Zusammenfassung des Beitrags von Gerhard Czermak: Religiös-weltanschauliche Neutralität – ein unverstandener Schlüsselbegriff

Unser ifw-Beirat und ifw- Direktoriums-Mitglied Gerhard Czermak beleuchtet in seinem aktuellen Aufsatz ("Religiös-weltanschauliche Neutralität – ein unverstandener Schlüsselbegriff") in der DÖV (Ausgabe 12/2024, S. 511-518) den Begriff der "religiös-weltanschaulichen Neutralität."

Bereits in dem vierten Band unserer Schriftenreihe hat sich Czermak mit dem überfrachteten Neutralitätsbegriff befasst und die strikte Einhaltung des Verbots jeglicher einseitiger religiös-weltanschaulicher Beeinflussung gefordert.

In seinem Aufsatz stellt er einsichtig und kompakt dar, dass es "keine verschiedenen Neutralitäten, sondern nur eine, die durch Gleichbehandlung, Nichtidentifikation und Unparteilichkeit geprägt ist", gibt.

Nach einer kurzen Einführung in das Thema, in der bereits deutlich wird, dass der Autor in der religiös-weltanschaulichen Neutralität nachvollziehbarerweise eine "verbindliche Rechtsregel" und keine bloße "Leitidee des Religionsverfassungsrechts" sieht, geht er kurz auf die Frühzeit der Bundesrepublik ein, stellt dann die Entwicklung des damaligen Staatskirchenrechts, das heute Religionsverfassungsrecht genannt wird, ab 1965 dar. Mittels gut gewählter Beispiele macht Czermak deutlich, wie schwer sich auch das Bundesverfassungsgericht mit der Anwendung des Neutralitätsgrundsatzes tat. Hiernach illustriert der ehemalige Verwaltungsrichter i. R. anhand des Umgangs der bayerischen Höchstgerichte mit der "Neutralitätsidee" die erheblichen Defizite in der Umsetzung des Neutralitätsgebots. Im diesbezüglichen Resümee hält Czermak fest, "dass die religiös-weltanschauliche Neutralität in Rechtsprechung und Literatur verbal zwar fast allgemein anerkannt ist als Gebot der Unparteilichkeit und Nichtidentifikation. Religiöse und nichtreligiöse Überzeugungen und Vereinigungen gelten als grundsätzlich gleichgestellt. Das Neutralitätsprinzip lässt aber nach überwiegender Meinung in erheblichem Umfang auch gewichtige Ausnahmen zu. […] Die in Rechtsprechung und Literatur herrschende Meinung und Praxis bedarf daher einer dogmatischen Neuorientierung, verbunden mit einer konsequenten Praxis."

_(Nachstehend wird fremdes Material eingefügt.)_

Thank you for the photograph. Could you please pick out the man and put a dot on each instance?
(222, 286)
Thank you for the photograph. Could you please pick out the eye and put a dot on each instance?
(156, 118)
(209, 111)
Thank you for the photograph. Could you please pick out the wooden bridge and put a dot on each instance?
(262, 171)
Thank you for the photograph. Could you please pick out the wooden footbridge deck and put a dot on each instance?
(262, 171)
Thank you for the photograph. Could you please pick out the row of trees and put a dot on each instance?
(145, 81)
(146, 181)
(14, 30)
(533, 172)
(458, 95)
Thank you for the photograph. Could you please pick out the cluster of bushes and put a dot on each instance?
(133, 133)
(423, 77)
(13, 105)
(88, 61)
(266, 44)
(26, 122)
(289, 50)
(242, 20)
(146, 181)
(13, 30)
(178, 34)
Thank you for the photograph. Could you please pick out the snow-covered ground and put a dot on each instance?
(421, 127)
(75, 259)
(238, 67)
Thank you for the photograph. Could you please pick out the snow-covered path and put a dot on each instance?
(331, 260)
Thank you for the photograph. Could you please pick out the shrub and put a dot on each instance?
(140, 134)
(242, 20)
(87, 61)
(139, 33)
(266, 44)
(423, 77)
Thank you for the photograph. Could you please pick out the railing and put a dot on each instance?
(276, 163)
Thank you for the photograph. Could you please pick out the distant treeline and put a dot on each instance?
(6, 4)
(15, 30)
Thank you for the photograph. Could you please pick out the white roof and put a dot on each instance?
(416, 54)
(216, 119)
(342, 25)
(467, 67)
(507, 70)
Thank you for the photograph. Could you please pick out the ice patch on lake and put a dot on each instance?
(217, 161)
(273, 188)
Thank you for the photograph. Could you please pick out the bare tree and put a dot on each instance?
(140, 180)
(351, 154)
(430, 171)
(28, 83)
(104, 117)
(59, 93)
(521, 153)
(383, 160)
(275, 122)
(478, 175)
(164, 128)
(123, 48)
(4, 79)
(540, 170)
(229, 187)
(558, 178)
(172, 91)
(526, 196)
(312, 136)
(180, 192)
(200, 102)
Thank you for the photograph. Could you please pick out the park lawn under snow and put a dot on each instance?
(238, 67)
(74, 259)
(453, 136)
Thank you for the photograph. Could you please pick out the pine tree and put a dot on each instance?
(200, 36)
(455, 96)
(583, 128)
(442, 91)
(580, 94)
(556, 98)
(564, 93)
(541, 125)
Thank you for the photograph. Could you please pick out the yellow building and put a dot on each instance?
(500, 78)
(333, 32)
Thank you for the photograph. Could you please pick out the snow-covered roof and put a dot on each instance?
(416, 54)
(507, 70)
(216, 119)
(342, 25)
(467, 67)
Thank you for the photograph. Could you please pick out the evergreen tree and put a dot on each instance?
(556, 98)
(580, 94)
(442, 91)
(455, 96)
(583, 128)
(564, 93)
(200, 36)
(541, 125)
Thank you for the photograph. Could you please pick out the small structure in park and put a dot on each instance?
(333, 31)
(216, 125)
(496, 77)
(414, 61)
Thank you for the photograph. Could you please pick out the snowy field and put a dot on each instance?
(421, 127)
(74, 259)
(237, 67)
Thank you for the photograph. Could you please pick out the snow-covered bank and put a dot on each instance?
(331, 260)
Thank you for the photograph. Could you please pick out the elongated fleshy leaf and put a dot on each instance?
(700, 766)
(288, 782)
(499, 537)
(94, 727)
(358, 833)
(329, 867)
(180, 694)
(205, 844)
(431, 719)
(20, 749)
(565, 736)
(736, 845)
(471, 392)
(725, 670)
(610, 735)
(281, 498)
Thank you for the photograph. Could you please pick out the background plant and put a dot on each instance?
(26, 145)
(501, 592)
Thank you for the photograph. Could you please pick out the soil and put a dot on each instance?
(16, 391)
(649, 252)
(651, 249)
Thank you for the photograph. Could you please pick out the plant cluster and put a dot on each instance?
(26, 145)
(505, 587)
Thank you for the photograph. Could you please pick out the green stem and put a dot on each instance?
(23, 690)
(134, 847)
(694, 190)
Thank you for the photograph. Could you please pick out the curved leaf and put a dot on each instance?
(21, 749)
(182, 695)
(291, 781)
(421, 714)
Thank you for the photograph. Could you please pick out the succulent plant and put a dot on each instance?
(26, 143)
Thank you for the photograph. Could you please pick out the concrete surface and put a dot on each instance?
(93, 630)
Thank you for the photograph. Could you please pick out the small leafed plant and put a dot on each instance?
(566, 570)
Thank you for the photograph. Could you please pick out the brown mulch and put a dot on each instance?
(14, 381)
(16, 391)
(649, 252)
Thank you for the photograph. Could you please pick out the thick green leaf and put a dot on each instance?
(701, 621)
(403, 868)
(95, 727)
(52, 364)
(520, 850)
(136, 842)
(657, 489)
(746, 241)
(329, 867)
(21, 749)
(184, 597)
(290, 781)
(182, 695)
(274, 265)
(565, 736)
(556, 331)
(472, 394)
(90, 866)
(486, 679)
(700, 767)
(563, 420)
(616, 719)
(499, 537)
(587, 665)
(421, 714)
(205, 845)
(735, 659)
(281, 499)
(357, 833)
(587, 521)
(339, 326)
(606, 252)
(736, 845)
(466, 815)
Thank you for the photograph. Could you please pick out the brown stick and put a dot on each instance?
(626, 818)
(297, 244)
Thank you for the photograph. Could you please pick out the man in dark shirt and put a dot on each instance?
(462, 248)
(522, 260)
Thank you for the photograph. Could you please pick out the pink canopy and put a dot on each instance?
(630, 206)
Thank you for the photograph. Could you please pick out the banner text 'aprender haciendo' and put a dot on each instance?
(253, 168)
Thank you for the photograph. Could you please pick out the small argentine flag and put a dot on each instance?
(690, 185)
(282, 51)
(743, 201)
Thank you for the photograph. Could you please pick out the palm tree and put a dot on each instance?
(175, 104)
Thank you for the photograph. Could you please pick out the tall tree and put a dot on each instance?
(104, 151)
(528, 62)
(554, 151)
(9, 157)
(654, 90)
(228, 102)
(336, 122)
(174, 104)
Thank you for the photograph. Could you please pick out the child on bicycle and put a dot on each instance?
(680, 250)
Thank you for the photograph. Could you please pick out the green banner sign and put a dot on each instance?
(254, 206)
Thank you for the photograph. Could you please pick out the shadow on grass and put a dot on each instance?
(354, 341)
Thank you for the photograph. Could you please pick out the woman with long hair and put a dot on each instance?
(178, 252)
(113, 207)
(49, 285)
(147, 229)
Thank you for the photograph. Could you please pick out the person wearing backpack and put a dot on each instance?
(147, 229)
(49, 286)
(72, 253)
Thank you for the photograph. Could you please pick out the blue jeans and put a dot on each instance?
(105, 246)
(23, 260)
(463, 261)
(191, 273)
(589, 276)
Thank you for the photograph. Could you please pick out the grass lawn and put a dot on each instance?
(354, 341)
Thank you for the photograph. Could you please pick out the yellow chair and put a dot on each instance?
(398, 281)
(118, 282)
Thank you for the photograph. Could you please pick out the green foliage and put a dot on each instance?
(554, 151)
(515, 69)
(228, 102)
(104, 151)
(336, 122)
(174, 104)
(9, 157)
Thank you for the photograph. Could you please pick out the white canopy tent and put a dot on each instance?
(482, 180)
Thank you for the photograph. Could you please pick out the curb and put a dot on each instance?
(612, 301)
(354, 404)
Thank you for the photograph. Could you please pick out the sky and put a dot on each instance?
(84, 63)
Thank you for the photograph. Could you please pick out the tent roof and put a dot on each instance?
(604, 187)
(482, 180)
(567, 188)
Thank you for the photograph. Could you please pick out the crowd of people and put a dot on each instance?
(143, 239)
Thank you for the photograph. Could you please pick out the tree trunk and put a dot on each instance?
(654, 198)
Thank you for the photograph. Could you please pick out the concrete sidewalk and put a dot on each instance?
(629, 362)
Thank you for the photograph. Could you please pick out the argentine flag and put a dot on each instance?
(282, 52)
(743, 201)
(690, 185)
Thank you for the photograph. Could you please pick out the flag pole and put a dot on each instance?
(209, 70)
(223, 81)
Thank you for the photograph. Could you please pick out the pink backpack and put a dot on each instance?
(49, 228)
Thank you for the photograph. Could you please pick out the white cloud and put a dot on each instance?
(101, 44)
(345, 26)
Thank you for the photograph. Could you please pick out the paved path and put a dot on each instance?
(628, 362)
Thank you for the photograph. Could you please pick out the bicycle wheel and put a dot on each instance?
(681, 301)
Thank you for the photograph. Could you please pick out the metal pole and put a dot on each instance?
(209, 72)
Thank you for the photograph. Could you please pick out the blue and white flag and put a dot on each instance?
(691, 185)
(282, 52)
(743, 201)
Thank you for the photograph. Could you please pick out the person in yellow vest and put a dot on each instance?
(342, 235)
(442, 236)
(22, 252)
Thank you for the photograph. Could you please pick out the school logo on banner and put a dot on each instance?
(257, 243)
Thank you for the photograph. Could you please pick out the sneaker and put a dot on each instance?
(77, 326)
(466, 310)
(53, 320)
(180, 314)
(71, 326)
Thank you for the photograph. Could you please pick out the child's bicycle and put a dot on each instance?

Eine Lösung der nicht zufriedenstellenden Situation sieht Czermak daher in einer widerspruchsfreien Neubegründung der Rechtsdogmatik der religiös-weltanschaulichen Neutralität, deren wesentliche Eckpunkte er dann im Folgenden näher ausleuchtet. Der Autor geht dabei unter anderem auf die "offene und distanzierende" Neutralität ein und erklärt, dass diese "gleichermaßen unparteiliches Verhalten" bedeuten. Sie seien "keine unterschiedlichen Neutralitäten, sondern Modalitäten derselben".

Abschließend stellt Czermak die Funktionen des Neutralitätsgebots dar und bekräftigt nochmals, dass es sich bei der religiös-weltanschaulichen Neutralität nicht lediglich um einen Grundsatz, sondern eine "Rechtsregel objektiven Rechts" handelt. Er hält am Ende fest: "Neutralität als an den Staat gerichtetes Rechtsgebot der Gleichbehandlung und nicht lediglich der Toleranz gegenüber allen friedlichen religiösen und weltanschaulichen Gemeinschaften und Bürgern ist in einem zunehmend pluralen Staat ,eine funktionale Voraussetzung dafür […], dass der Staat Heimstatt aller Bürger sein kann‘."